With each person having their own personality, there are bound to be many differences and changes that confuse people. Personality psychologists have taken much time to search for answers and solutions to the changes that can come to someone's personality. Although there is little research overall, there has been compelling initial evidence for personality change. The development of personality is often dependent on the stage of life a person is in, and the extent to which one's levels of characteristics, relative to their age cohort, is stable across long periods of time. Cultural and environmental influence are large factors in personality trait differences. Personality change is usually seen over longer periods of time and is analogical to height, as most development occurs in the earlier stages of life and becomes more stable as one grows into adulthood. The Big Five, or Five Factor Model, is the most widely accepted form of personality theory, and especially in terms of personality change. While still uncertain, research suggests that genetics play a role in the change and stability of certain traits in a personality. They have also discovered environmental and situational/contextual sources affect personality. Some debates have pervaded the field of psychology since its beginning. One of the most debated topics has to do with the nature and development of personality. Personality psychology studies one's distinctive style of cognition, behavior, and affect. However, this concept elicits discord among psychologists as some have insisted that it does not exist, while others struggle with issues of measurement.

Definition of personality
Personality, one's characteristic way of feeling, behaving and thinking, is often conceptualized as a person's standing on each Big Five personality trait (extraversion, neuroticism, openness to experience, agreeableness and conscientiousness). A person's personality profile is thus gauged from their standing on five broad concepts which predict, among other life outcomes, behavior and the quality of interpersonal relationships. Initially, it was believed that one's Big Five profile was static and dichotomous in that one was either at one extreme of each trait or another  
For example, people are typically categorized as introverted or extraverted. Personality was therefore assessed in terms of generalities or averages. In noticing the strong inconsistencies in how people behaved across situations, some psychologists dismissed personality as nonexistent.
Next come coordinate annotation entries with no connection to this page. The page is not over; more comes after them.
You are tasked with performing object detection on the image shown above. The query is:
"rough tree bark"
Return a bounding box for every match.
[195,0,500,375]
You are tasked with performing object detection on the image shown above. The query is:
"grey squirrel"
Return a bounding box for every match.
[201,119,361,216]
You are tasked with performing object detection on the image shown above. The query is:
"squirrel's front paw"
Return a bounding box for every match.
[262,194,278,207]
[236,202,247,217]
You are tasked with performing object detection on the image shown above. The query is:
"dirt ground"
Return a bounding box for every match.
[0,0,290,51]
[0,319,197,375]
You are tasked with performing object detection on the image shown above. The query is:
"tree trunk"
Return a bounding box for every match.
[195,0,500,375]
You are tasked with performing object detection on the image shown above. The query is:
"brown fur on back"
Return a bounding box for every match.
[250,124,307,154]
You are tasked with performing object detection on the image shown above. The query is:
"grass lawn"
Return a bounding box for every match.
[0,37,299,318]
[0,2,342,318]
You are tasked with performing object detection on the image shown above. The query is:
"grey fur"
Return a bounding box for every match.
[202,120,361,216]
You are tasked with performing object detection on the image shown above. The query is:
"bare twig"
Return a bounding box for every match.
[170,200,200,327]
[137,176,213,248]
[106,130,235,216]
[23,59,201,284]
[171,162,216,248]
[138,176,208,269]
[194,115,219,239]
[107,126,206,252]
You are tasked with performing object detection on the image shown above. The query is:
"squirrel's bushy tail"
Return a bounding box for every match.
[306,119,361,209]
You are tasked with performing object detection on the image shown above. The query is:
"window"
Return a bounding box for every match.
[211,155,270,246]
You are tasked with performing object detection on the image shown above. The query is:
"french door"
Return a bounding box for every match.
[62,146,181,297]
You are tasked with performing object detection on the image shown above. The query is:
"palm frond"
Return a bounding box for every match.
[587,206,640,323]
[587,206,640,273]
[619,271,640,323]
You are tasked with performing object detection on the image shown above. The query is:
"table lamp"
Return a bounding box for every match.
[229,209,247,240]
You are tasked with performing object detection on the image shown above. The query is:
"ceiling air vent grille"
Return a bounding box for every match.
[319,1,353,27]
This school of thought attributes human behavior to environmental factors, relegating individual differences to situational artifacts and contesting the existence of individual predispositions. It was led by situationists like Walter Mischel (1968). Their contention held that personality was a fictitious concept.  For them, the discrepancies observed across one's behaviors were evidence that inter-individual differences did not exist 
Some aspects of the situationist perspective even suggest that all human beings are the same and that the differences we observe are simply illusory byproducts of the environment. 
          
However, personality experts (sometimes referred to as personologists) soon integrated these inconsistencies into their conceptualization of personality. They modified the old, more monolithic construct by measuring how people differ across situations. Their new methods of personality assessment describe fluctuations in personality characteristics that are consistent and predictable for each person, based on his predispositions and the environment they are in. Some work suggests that people can adopt different levels of a personality dimension as the social situations and time of day change.
         
Therefore, someone is not conscientious all of the time, but can be conscientious at work and a lot less so when they are home. This work also suggests that intrapersonal variations on a trait can be even larger than interpersonal variations. Extraversion varies more within a person than across individuals, for example. This work was based on individual self-ratings during the day across a long period of time. This allowed for researchers to assess moment-to-moment and day to day variations on personality attributes.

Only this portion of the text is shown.